Uma auditoria do Tribunal de Contas arrasou o negócio do terminal de contentores em Alcântara.
Ao longo destes últimos tempos o mesmo tribunal, em sucessivas auditorias, tem-se pronunciado sobre outros negócios do Estado, designadamente as PPP dos hospitais, grandes empreitadas ou concessões rodoviárias. A crítica é sempre a mesma: do ponto de vista do risco, os contratos celebrados não acautelam na devida medida a sua alocação nos adjudicatários.
Não discuto casos concretos. Nem tão pouco o rigor ou o alcance destas avaliações do tribunal. Mas a minha experiência profissional (de um lado e do outro da trincheira nas negociações) autoriza-me a dizer que é muito diferente a noção do equilíbrio contratual no momento das negociações ou quando se analisa o contrato já fechado e assinado, desenquadrado da ambiência e dos condicionalismos, quase sempre muito complexos, das fases pré-contratuais.
Nas negociações, o Estado é confrontado com esses condicionalismos. E de como eles afectam as propostas. São-lhe apresentadas provas - auditáveis, de resto - do limite do risco que pode e deve ser assumido pelo privado. E sabe, ou pode saber, que para além desse limite o negócio é inviável e nenhuma das partes - proponente ou Estado - retira vantagem, pela simples e elementar razão de que uma parceira ruinosa a prazo não aproveita a ninguém. Muito menos ao contribuinte, essa entidade absolutamente indefesa e por isso naturalmente propensa a considerar ruinoso qualquer contrato por mais justificado, legal e regular que seja.
Afinal, acontece nas PPP ou nas grandes concessões o que se passa em qualquer negócio entre privados em que as partes se esforçam por equilibrar o sinalagma de acordo com os seus interesses, mas também as suas possibilidades.
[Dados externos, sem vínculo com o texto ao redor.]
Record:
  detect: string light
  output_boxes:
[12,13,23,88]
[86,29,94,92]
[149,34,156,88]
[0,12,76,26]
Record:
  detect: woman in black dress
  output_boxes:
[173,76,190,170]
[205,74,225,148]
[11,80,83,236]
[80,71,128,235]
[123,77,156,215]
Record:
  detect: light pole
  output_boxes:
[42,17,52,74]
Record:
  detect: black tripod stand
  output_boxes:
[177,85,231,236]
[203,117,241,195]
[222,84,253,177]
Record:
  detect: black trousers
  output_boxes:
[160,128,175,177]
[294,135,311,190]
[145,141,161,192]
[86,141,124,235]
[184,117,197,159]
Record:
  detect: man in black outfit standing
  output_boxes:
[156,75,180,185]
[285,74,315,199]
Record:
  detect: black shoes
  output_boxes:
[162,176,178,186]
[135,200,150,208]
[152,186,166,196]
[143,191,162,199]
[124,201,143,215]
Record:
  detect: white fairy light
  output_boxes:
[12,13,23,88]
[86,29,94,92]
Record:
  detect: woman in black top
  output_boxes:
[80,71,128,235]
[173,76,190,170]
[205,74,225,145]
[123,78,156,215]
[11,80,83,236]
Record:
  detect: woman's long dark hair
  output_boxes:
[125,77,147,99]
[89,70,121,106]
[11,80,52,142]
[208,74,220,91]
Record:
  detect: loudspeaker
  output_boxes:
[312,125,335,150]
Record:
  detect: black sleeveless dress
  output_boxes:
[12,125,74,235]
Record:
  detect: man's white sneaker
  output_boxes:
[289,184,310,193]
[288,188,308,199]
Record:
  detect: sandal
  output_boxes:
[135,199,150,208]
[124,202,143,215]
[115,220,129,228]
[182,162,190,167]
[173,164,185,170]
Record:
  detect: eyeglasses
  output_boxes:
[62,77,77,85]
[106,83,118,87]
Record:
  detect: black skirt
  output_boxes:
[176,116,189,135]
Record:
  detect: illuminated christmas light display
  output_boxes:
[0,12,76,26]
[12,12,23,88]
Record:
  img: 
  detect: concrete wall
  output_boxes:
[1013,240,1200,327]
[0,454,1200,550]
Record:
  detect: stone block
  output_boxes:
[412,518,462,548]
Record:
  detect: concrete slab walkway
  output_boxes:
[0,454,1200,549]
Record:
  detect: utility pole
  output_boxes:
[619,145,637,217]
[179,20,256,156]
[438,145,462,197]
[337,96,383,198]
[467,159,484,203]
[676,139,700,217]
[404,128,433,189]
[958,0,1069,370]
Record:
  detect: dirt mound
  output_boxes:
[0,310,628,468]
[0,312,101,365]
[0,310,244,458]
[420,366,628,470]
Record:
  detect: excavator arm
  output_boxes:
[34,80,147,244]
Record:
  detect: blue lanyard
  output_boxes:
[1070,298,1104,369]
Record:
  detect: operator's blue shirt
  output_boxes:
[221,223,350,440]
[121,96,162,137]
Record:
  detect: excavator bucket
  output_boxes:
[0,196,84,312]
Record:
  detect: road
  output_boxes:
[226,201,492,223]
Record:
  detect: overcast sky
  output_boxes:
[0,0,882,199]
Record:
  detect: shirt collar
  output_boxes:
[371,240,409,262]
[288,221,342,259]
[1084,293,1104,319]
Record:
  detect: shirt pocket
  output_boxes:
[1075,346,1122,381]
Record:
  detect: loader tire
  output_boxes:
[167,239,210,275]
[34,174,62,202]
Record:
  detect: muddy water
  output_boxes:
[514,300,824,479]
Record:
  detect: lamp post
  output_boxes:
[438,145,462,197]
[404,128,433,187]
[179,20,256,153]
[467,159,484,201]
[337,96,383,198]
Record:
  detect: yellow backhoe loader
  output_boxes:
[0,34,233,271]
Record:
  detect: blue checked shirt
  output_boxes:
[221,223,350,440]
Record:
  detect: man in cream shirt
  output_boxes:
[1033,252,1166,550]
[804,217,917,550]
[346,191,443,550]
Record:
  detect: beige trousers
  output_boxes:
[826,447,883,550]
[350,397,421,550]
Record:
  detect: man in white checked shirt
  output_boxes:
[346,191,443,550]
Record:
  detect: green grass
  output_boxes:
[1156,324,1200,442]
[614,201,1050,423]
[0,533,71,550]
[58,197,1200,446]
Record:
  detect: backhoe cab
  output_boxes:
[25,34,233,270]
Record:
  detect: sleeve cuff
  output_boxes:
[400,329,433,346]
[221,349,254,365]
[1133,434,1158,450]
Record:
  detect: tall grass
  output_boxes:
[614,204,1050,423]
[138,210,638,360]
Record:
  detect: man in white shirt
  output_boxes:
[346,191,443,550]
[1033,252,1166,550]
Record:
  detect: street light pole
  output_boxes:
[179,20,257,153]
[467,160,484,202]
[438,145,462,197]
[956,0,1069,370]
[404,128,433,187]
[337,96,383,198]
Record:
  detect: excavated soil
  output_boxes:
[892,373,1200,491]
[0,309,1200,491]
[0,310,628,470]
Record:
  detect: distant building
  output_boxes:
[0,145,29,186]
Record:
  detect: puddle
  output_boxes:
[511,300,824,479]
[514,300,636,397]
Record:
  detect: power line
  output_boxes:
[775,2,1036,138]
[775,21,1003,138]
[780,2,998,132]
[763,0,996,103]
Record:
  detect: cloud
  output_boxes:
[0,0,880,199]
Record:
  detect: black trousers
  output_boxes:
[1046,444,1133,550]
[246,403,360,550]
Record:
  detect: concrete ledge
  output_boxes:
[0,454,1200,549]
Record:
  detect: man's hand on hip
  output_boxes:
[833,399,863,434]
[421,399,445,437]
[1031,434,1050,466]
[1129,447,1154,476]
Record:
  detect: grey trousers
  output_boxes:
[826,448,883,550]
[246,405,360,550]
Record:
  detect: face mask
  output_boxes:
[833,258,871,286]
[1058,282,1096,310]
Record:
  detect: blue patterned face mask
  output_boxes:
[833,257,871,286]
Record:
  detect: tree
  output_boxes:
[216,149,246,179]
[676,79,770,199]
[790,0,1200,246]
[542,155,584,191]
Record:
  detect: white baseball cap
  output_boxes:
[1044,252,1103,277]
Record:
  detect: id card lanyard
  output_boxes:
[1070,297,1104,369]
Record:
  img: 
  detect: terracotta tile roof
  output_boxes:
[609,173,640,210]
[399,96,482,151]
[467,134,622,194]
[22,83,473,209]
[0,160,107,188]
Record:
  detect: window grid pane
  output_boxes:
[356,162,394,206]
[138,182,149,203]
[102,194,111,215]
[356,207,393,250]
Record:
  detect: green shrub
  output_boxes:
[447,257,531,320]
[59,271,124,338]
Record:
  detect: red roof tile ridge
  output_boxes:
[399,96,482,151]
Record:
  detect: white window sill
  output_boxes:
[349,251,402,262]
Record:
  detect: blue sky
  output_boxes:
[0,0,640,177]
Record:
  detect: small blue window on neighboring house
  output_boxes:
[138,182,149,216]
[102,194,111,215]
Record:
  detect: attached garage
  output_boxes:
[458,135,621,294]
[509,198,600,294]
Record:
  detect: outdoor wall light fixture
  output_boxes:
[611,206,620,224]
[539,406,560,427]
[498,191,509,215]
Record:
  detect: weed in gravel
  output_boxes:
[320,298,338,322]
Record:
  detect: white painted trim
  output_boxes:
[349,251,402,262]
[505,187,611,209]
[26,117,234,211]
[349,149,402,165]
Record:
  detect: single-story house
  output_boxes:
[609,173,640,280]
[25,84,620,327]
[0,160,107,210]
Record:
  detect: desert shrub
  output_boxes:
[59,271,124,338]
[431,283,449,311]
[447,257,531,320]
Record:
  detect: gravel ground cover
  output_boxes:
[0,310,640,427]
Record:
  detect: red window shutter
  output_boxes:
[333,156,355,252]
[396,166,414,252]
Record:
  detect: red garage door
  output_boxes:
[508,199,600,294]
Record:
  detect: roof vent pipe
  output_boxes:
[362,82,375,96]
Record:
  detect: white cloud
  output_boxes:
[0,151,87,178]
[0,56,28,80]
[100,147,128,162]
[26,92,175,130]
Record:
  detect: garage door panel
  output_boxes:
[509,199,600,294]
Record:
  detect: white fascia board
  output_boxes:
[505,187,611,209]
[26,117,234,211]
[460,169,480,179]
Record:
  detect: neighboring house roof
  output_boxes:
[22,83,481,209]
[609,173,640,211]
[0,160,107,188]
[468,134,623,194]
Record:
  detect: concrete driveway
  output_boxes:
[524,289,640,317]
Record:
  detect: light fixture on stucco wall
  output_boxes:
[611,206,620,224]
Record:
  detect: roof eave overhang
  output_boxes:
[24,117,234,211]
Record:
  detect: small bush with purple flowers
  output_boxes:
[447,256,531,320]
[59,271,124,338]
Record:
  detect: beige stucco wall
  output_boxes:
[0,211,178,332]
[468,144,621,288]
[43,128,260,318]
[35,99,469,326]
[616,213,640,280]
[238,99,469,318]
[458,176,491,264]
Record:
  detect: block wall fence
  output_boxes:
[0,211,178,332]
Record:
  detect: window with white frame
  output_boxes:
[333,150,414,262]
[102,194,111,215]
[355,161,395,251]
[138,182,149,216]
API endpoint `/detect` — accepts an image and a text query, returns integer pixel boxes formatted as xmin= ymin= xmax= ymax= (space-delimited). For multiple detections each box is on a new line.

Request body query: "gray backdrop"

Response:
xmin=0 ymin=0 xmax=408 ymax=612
Vigora, porém, entre nós, o princípio da desconfiança na contratação pública. E se é este o princípio que leva a opinião publica(da) a pensar que em cada concurso germina a desonestidade, a falta de transparência, a incompetência, a deficiente defesa do interesse público, tanto mais intolerável quanto é certo que estão em causa dinheiros públicos, então não faz sentido manter o modelo de controlo sucessivo (da legalidade e do mérito) pelo Tribunal de Contas. Não faz sentido porque é inconsequente, ou, para utilizar locução cara aos auditores, ineficaz.
E também já se viu que a fiscalização preventiva, através do processo administrativo do visto prévio aos contratos, como condição de eficácia financeira dos mesmos, é incompatível com o estatuto de algumas das entidades públicas ou parapúblicas contratantes.
É tempo, pois, de fazer com que as actuações do Tribunal de Contas sejam algo mais do que afirmações pedagógicas de princípios, servindo, isso sim, de pasto às mais gritantes especulações, quase sempre fruto da ignorância que só não é chocante porque se tornou banal. Impõe-se um modelo de controlo concomitante dos grandes negócios do Estado pelo Tribunal de Contas, fazendo com que este órgão se envolva na fase pré-contratual, designadamente nas fases de escoha dos co-contratantes e, sendo caso disso, nas negociações.
Modelo inédito? Não. Em tempos que já lá vão, alguns institutos públicos responsáveis por adjudicação de contratos vultosos acolhiam na sua orgânica, a par do órgão executivo de gestão, um conselho administrativo onde tinha assento o delegado do Tribunal de Contas. A análise da legalidade dos contratos era assegurada por essa presença. Nada desaconselha agora que se vá mais longe, e que nas fases pré-contratuais esteja presente e participe técnico qualificado nomeado pelo tribunal, sob supervisão de juiz ou de secção criada para o efeito, com a missão de avaliar da legalidade ou do mérito fnanceiro dos contratos em gestação, à luz dos regimes jurídicos em vigor, designadamente do regime geral das parcerias público-privadas.
Para além da eficiência no controlo, algo de fundamental seria assim adquirido: a percepção por quem fiscaliza do caminho estreito que quem se senta à mesa das negociações por vezes é obrigado a percorrer para que os interesses das partes - de ambas as partes e não só do Estado - se equilibrem.
Só esse factor pode fazer toda a diferença não só no plano da utilidade e eficácia do controlo, mas também e sobretudo no acréscimo de confiança que deve merecer o instituto do contrato, como forma privilegiada de actuação convencional do Estado na satisfação de necessidades públicas.